Wednesday, 4 February 2009


I've been thinking about John Updike's death and his stories over the past few days; I always enjoyed them, got quickly pulled in to them. I loved their honesty and rawness, especially when it came to men and women and the hurts they inflict on each other in relationships. (One of my major themes in To The World of Men, Welcome and in my next book, Nude).

I liked what Anne Enright said in The Observer on Sunday about the way he wrote about sex:

"I once spent about a year trying to think of a man who writes about sex properly, who isn't boasting. Then the name Updike came to me as someone who was writing something slightly boastful but real. All male authors seem to be either boasting or disgusted by sex; they write about it like it's the worst thing that could happen to anybody, whereas Updike took pleasure in it. He was helpless to the idea that the sentence should do something, and sometimes he gave into it too much, but the result is really lovely and somehow true about how we experience the world and sexual relations."

I haven't read Updike's novels but his short stories are hauntingly good; I wonder if shorter fiction was his favourite form? Alex Clark of Granta wasn't talking about him when she said the following, but it strikes me that it applies:

"[Short fiction writers] write short stories because they want to; because what they want to say and the way they want to say it is best accommodated and enhanced by writing over a shorter distance. It should be no more complicated than that."

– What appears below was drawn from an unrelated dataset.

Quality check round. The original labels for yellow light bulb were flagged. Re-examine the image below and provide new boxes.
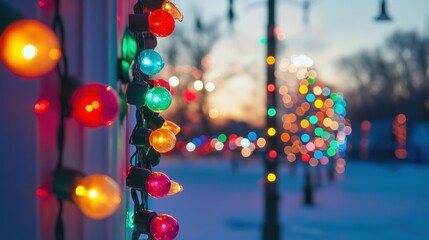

Updike ruminated and internalised in his stories but, God, he did it in a way that sucked you in. I'm glad he was so creative (i.e. prolific); it means I have lots to catch up on.


Emerging Writer said...

William Boyd is a name that springs to mind. Love his stuff

Nik's Blog said...

You know, I've not read any of Updike's work (this will change, bear with me) but that hasn't stopped this being one of my favourite posts of the year.


Women Rule Writer said...

Kate - does Boyd spring to mind re writing about sex/men/women? I haven't read him yet, I don't think.

Nik - wow, thanks; that's a nice thing to say.
I recommend his stories. Not that I've read much. I always think it's a pity that an author's death makes him/her suddenly 'appealing' again.

Tania Hershman said...

I have really only now started reading Updike, I got down the Afterlife and Other Stories after tidying up and finding it on our shelves... and wow, I was stunned! I blogged about it here. You are spot on when you say he "ruminated and internalised in his stories", because he does do a lot of "telling", which might be seen as a cardinal sin in short fiction in certain schools (!), but somehow he grabs you at the beginning of a story and doesn't let you go. You can't even stop to think about stopping reading, he is such a master.

But - as I said to my short story workshop this week, after reading them the wonderful and erotic opening to Updike's "Tristan and Iseult" - this is his 10th collection, written 35 years after his first collection. This doesn't happen overnight. The confidence of his writing, the way you know from the first word that you are in safe hands and can let go into his writing, is soemthing that comes after years, decades. Something to aspire to. And yes, how fabulous that he wrote so much that now, belatedly, those of us who didn't read enough of him have much to catch up on!

Women Rule Writer said...

Hi Tania, I had read your blog post on Updike. Well said re 'something to aspire to' after years of work. I'm amazed how much I learn year on year, but we all have to start somewhere too.

Totalfeckineejit said...

Never read Updike but it's good to have recommendations to try out.I'll see if there's anythin in da castle librario.

Liz said...

Hi Nuala,

I thought I'd left a message here but maybe blogger's been up to its tricks! Just to say that I'm now curious to read some Updike and hopefully will do so soonish. Thanks.

Women Rule Writer said...

Total - since we don't have a library in OUR castle, I might just go to our local libo and see if they have any more Updike for me to devour.

Hi Liz, the same thing happens to me regularly. SO annoying.

I was reading him again last night; a story about two young daughters with their Dad. The conversations and embarrassments between them were perfect.

laurie said...

i've always thought his short stories wonderful. his novels are uneven--some are great (the rabbit novels, for instance) and some are less so (a whole raft of them--"marry me," and others). but his short stories are as full and rich in their own way as alice munro's and william trevor's.